Still, by breaking up the crowd, the police managed to turn the planned march into a chaotic rally of small groups.
That did not stop 92-year-old human rights advocate Ali Yahia Abdenour, of the Algerian League for the Defence of Human Rights. The frail man cried out: "We want democracy, the sovereignty of the people."
Another demonstrator, 23-year-old Khalifa Lahouazi, a university student from Tizi Ouzou, east of the capital, said he "came here to seek my legitimate rights".
"We're living an insupportable life with this system," he said. "It's the departure of the system, not just Bouteflika, that we want." He was referring to President Abdelaziz Bouteflika.
The new march comes amid weeks of strikes and scattered protests in the North African country, which has promised to lift a 19-year state of emergency by the end of the month in a nod to the growing mass of disgruntled citizens.
University students and nurses are among those who have held intermittent strikes, joined by the unemployed. Even the richest region, around the gas fields of Hassi Messaoud, was not spared as around 500 jobless youths protested on Wednesday, the newspaper El Watan reported.

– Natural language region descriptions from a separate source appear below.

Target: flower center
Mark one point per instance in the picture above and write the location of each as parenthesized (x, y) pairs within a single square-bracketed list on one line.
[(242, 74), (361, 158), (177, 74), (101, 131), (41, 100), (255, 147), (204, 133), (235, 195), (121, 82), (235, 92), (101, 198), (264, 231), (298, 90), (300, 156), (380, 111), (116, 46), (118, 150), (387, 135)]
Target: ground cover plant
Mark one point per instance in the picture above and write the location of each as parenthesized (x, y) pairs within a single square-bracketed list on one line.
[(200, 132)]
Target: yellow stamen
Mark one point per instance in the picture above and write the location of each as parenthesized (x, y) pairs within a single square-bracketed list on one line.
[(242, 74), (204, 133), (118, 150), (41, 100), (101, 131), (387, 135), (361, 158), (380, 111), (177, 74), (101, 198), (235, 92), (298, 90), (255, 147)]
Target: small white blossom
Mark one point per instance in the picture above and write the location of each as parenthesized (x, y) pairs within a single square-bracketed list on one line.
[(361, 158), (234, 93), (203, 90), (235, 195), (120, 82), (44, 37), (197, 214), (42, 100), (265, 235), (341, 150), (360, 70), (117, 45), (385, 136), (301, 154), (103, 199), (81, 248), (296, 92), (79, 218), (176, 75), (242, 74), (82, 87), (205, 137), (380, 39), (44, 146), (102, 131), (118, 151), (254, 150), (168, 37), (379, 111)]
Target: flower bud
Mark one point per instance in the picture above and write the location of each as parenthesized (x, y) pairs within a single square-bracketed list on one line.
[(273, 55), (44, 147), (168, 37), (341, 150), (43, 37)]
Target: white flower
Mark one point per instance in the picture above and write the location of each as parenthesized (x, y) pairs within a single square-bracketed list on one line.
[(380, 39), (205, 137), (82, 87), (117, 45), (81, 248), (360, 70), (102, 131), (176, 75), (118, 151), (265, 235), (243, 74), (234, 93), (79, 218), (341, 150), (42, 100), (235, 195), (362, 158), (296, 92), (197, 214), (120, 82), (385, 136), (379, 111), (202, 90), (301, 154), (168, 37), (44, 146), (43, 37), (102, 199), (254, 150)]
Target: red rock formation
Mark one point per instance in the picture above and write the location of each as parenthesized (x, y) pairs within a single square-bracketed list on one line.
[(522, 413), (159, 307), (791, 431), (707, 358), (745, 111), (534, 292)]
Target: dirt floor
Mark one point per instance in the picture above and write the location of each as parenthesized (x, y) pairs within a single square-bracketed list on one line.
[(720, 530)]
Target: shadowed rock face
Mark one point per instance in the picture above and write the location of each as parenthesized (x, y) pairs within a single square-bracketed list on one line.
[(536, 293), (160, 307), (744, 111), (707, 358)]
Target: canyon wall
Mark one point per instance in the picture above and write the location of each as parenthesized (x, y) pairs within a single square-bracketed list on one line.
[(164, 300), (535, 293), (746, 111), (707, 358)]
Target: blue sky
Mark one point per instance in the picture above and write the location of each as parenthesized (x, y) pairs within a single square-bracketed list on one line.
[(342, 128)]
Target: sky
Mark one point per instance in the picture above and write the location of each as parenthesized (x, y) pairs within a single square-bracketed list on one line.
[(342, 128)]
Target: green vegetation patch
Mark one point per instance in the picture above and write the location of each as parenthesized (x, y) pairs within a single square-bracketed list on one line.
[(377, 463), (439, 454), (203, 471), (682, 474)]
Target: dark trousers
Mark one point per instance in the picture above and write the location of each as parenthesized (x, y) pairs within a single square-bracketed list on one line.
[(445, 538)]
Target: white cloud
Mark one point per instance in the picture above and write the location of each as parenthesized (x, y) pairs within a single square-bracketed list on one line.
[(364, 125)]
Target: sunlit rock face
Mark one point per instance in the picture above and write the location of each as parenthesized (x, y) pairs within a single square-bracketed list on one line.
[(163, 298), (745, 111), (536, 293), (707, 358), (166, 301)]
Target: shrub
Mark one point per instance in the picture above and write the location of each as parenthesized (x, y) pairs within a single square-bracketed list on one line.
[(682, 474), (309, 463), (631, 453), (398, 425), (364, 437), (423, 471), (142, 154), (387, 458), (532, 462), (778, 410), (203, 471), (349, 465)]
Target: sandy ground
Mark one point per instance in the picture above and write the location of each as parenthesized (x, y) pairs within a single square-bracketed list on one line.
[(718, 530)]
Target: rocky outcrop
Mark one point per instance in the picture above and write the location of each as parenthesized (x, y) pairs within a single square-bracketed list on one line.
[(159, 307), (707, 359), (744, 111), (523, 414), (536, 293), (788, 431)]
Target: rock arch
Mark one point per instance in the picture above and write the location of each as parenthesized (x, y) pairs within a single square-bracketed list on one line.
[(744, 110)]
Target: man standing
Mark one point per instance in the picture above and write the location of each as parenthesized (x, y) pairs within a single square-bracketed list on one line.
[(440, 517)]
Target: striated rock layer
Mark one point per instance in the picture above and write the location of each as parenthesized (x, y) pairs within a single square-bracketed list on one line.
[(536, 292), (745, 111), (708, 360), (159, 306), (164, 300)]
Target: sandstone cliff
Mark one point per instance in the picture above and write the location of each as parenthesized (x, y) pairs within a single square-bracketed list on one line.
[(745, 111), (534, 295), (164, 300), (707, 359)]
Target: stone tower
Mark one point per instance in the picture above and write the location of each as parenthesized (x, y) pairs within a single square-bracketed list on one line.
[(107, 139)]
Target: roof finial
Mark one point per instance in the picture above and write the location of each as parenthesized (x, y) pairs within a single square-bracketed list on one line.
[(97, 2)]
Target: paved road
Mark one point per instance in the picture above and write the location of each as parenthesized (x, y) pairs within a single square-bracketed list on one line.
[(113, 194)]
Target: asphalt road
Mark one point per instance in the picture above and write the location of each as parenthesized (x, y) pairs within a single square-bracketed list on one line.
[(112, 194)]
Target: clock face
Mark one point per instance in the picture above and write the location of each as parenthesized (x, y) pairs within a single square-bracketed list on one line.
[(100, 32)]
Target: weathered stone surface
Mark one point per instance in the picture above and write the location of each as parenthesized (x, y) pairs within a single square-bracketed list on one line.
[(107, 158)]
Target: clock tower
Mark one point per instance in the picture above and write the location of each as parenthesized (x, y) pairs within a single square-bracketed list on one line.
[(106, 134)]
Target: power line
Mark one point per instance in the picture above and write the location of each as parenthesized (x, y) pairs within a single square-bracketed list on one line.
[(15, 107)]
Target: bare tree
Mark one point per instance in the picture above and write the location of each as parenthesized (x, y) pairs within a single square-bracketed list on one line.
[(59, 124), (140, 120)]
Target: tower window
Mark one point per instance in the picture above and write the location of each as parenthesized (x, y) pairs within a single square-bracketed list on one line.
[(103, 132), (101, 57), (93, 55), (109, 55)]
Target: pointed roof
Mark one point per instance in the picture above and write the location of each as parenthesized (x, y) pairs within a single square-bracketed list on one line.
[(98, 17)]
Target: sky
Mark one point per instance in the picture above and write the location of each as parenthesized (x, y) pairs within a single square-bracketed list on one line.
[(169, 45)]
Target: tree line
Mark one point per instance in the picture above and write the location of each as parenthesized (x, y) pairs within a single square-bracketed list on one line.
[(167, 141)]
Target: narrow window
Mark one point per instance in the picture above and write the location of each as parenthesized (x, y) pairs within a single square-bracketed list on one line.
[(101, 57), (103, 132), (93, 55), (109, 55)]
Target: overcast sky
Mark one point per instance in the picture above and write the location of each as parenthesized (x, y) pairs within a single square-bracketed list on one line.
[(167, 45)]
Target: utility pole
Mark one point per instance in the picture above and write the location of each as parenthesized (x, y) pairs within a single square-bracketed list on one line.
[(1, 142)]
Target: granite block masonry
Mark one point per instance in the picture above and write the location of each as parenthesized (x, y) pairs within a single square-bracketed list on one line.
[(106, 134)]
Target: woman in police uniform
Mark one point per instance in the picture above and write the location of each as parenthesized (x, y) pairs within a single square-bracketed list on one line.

A group of communal guards - citizens armed by the state to fight the two-decades-long Islamist insurgency - joined the protest in front of the governor's office in Medea, around 60 miles south of Algiers to demand a variety of social benefits.
Rising food prices led to five days of riots in Algeria last month that left three people dead.
Bouteflika has promised the lifting of a state of emergency by the end of the month. The measure, put in place to combat a budding insurgency by Islamist extremists, bans large public gatherings.
Prime Minister Ahmed Ouyahia acknowledged Wednesday that Algeria "cannot ignore events taking place in Arab and Islamic countries".